Global report: Wuhan doctor who worked with whistleblower dies
A Chinese doctor who worked with the
whistleblower Li Wenliang in Wuhan died of the virus last week, state media
reported on Tuesday, becoming China’s first Covid-19 fatality in weeks.
Hu Weifeng, a urologist at Wuhan
Central Hospital, died on Friday after being treated for Covid-19 and relatd
issues for more than four months, state broadcaster CCTV said.
He is the sixth doctor from Wuhan
Central Hospital to have died from the virus, which emerged in the central
Chinese city last year.
Wuhan Central Hospital has yet to
give a formal statement on Hu’s death. In early February it said some 68 staff
members had contracted coronavirus. Hu’s condition became a national concern
after Chinese media showed images of him with his skin turned black due to
liver damage.
Fellow doctor Yi Fan showed similar
symptoms, but recovered and has since been discharged from hospital.
The death of their colleague Li
Wenliang in February triggered a national outpouring of grief and rage against
the government as he documented his final days on social media.
Authorities in Wuhan separately said
that city-wide testing of 9.9 million people that began in mid-May found no new
cases of Covid-19, and 300 asymptomatic cases.

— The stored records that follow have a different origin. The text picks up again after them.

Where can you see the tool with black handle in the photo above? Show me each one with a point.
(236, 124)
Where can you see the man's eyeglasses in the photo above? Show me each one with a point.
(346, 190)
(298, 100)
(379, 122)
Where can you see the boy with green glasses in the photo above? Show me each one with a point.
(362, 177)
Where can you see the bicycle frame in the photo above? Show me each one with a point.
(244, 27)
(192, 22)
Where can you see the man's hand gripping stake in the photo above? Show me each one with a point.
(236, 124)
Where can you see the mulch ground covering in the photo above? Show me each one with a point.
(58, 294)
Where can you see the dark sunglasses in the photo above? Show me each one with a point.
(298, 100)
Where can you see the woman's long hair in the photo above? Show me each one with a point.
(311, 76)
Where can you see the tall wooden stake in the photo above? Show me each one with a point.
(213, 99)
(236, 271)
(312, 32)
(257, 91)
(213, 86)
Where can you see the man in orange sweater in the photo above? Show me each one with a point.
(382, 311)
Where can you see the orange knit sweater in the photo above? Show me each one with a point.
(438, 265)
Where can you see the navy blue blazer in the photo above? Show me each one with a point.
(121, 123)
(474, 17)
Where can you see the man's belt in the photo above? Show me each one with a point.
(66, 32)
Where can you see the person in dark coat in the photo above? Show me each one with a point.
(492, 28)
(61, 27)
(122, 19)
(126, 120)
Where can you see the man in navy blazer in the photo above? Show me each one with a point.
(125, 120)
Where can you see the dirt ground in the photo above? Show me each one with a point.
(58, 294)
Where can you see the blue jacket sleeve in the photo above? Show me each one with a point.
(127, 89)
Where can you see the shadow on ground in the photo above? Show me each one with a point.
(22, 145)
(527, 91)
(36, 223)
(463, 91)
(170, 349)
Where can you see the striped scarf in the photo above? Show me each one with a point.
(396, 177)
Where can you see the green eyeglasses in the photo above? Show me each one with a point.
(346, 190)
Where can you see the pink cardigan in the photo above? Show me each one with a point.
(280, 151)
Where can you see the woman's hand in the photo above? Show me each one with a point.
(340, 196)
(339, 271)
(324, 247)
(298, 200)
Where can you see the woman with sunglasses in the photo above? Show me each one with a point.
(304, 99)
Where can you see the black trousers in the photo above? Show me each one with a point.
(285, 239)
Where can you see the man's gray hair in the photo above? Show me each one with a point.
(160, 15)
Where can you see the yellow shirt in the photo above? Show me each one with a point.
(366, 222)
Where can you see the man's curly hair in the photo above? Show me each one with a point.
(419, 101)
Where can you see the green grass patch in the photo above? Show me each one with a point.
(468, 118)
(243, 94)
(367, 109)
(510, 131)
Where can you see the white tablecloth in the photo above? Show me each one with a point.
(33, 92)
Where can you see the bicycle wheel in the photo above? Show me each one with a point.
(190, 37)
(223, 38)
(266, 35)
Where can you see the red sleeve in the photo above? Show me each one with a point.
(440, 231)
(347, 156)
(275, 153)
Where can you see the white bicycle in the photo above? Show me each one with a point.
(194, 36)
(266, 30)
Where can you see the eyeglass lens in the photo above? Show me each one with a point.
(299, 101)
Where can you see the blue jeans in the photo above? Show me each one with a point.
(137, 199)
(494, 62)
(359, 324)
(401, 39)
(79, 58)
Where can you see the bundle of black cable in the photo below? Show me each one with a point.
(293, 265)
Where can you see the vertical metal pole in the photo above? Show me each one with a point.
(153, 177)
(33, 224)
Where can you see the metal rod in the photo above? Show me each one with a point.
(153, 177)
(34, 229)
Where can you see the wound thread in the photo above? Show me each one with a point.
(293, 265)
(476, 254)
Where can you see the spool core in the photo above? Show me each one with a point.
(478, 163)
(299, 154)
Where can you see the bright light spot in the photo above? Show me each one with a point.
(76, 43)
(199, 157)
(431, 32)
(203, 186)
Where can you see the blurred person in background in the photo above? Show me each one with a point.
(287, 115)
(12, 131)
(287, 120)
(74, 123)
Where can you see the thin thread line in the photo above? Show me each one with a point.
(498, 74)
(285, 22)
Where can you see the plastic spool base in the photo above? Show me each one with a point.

China does not count
asymptomatic cases – meaning people who are infected with the virus but do not
exhibit symptoms of the disease – as confirmed cases.
Meanwhile, South Korea is testing a
new QR code tracing system to track visitors at entertainment venues,
restaurants and churches as it battles to contain persistent clusters of
infection
A church-linked Covid-19 cluster of
40 cases in the Seoul metropolitan area has been the third major flare-up in
recent weeks, following more than 250 infections stemming from nightclubs and
bars in the capital and at least 112 cases at a logistics centre in Bucheon,
west of Seoul.
Starting on 10 June visitors to
nightclubs, bars, karaoke clubs, daytime discos, indoor gyms that hold group
exercises and indoor standing concert halls will be required to use any of a
number of commercially available apps to generate a one-time personalised QR
code that can be scanned at the door.
The decision to trial the codes came
after authorities struggled to trace people in the nightclub outbreak because
much of the information on handwritten visitor logs was found to be false or
incomplete.
While infections from the recent
clusters have eased, there are fears of a spike when 1.8 million school
students return to class on Wednesday.
In Pakistan the prime minister has
defended his decision to lift almost all lockdown measures because of economic
losses, as deaths and infections continued to rise. In a televised address Khan
said his government could not afford to continue giving cash handouts to the
poor on such a large scale.
“Our conditions don’t allow that we
keep feeding money to them, how long we can give them money?” he said, adding
that around 130 million to 150 million people were adversely affected by the
shutdowns.
The country would open to tourism but
cinemas, theatres and schools would remain closed. Khan urged people to act
responsibly but said more infections and deaths were inevitable.
“This virus will spread more. I have
to say it with regret that there will be more deaths,” Khan warned. “If people
do take care they can live with the virus.”
New Zealand’s prime minister, Jacinda
Ardern, has said restrictions may be eased again sooner than planned as the
country was “ahead of schedule”. Cabinet will decide next Monday whether to
move to level-1 restrictions – the most lenient – two weeks ahead of when the
government had planned to make that decision. New Zealand has had no Covid-19
cases for 11 straight days.
It is believed level-1 restrictions
will involve little other than the continued closure of borders. This did not
apply for the international crew of the film Avatar 2, who were given special
permission arrive and begin filming. The director, James Cameron, and 55
members of his crew arrived on a privately chartered plane over the weekend,
with many people angered that they were granted an exception.
There are fears the increased use of
antibiotics to combat the pandemic will strengthen bacterial resistance and
ultimately lead to more deaths during the crisis and beyond, the World Health
Organization (WHO) has warned.
WHO director general Tedros Adhanom
Ghebreyesus said on Monday a “worrying number” of bacterial infections were
becoming increasingly resistant to the medicines traditionally used to treat
them.
In other coronavirus developments:
The UK’s death toll from Covid-19 is
on the brink of exceeding 50,000, according to the latest official figures,
confirming Britain’s status as one of the world’s worst hit countries by the
pandemic.
The White House coronavirus taskforce
member Dr Anthony Fauci has said he has not spoken to Donald Trump for two
weeks. It comes as fears mount over the spread of the virus at demonstrations
over the death of George Floyd.
The World Health Organization has
praised the United States’ “immense” and “generous” contribution to global health
in a push to salvage relations after Trump said he was severing ties. The WHO
also said it should have enough information in 24 hours to decide whether to
continue its suspension of trials of the antimalarial drug hyrdroxychloroquine
against Covid-19.
Deaths in Mexico passed 10,000 as the
WHO warned that Central and South America had become “intense zones for
transmission of this virus” and had not reached their peak in cases.